Study shows flash glucose monitoring successfully reduces hypos for thousands of UK people with type 1 diabetes

Posted on 11 June 2019

Sitting girl checks glucose levels by flashing device over FreeStyle Libre

Results from a nationwide audit presented at the American Diabetes Association conference (ADA 2019) show that flash glucose monitoring is successfully reducing hypoglycaemic events for thousands of people in the UK with type 1.

The FreeStyle Libre flash glucose monitoring system, or ‘flash’, allows people with type 1 to see their current glucose levels without the need for regular finger-prick tests, and also shows a graph of blood glucose levels over the previous 8 hours.

The Association of British Clinical Diabetologists (ABCD) performed a nationwide audit in the UK to explore experiences of using flash monitoring in relation to blood glucose levels, hypo-unawareness, number of hospital admissions and emotional wellbeing.

Over three quarters of people surveyed said that they had fewer hypos after using flash for six months.

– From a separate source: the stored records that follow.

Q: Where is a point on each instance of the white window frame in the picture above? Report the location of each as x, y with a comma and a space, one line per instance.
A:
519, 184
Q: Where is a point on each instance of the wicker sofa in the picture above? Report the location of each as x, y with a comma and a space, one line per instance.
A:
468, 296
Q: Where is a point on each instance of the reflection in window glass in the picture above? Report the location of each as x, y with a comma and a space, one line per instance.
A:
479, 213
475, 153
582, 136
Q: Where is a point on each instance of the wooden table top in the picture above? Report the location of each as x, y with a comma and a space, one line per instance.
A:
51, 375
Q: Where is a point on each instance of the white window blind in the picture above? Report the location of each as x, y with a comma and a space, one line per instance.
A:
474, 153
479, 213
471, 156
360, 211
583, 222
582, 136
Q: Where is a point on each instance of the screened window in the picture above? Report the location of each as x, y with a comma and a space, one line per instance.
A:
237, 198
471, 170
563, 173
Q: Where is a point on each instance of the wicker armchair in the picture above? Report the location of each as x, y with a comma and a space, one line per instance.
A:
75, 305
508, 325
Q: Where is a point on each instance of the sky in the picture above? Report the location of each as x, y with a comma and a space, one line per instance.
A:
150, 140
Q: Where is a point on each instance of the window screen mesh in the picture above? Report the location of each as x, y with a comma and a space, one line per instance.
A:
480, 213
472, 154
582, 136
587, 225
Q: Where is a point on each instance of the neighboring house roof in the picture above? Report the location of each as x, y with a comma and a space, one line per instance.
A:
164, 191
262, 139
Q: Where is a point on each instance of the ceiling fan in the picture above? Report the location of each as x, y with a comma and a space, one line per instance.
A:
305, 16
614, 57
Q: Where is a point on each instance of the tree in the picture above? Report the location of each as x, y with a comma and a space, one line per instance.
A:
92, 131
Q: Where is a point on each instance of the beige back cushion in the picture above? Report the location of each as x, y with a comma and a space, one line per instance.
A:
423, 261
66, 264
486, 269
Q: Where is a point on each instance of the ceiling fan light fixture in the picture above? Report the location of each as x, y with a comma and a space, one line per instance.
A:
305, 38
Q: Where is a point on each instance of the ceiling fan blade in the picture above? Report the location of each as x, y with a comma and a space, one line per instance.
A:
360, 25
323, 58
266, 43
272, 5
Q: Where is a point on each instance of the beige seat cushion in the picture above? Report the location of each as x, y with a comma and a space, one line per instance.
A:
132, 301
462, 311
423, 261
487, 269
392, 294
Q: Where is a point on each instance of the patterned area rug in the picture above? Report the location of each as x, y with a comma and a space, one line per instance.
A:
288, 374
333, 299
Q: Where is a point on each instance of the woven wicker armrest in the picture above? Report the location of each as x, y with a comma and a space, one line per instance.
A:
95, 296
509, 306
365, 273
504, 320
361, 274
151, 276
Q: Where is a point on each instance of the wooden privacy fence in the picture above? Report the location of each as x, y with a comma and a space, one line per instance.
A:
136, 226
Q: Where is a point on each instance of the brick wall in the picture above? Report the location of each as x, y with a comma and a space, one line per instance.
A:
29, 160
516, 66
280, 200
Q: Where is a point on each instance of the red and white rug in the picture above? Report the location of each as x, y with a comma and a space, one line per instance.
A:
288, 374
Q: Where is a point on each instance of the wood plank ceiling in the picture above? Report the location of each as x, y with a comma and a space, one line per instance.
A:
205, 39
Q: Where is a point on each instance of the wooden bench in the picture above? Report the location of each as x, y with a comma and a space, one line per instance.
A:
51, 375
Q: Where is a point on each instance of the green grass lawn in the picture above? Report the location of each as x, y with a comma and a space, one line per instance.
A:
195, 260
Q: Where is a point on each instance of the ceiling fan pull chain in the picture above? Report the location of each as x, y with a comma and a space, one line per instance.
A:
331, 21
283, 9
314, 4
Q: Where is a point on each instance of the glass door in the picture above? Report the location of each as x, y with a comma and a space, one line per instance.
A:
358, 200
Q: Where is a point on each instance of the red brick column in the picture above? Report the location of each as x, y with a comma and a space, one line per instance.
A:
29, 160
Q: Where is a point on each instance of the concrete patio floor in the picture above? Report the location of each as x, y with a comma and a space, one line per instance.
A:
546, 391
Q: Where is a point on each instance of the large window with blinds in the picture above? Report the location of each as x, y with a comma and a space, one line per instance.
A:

Over a third also had a reduction in overnight hypoglycaemia, and one in ten people reported a reduction in hypo-unawareness.

Respondents also saw their HbA1c levels fall – particularly among people whose HbA1c was more than 11% at the start of the study.

This effect was also seen in another study published on Saturday, in which Dr Fraser Gibb and his team at the University of Edinburgh reported that flash was particularly effective in reducing HbA1c in those who began the study with an HbA1c over 9%.

In both studies, people with type 1 experienced less emotional distress related to their condition while using flash monitoring, with people reporting an “improved peace of mind” among other statements.

Access to technology

Despite these improvements, six months after the start of the study, 1% of users had stopped using the device, with the overriding reason being lack of funding.

JDRF knows how life-changing medical technology such as the FreeStyle Libre can be for those with type 1, and we, along with INPUT have worked with Diabetes UK to improve access to the device.

As a result, the FreeStyle Libre has been available on the NHS across the whole of the UK since April this year for those meeting the necessary criteria.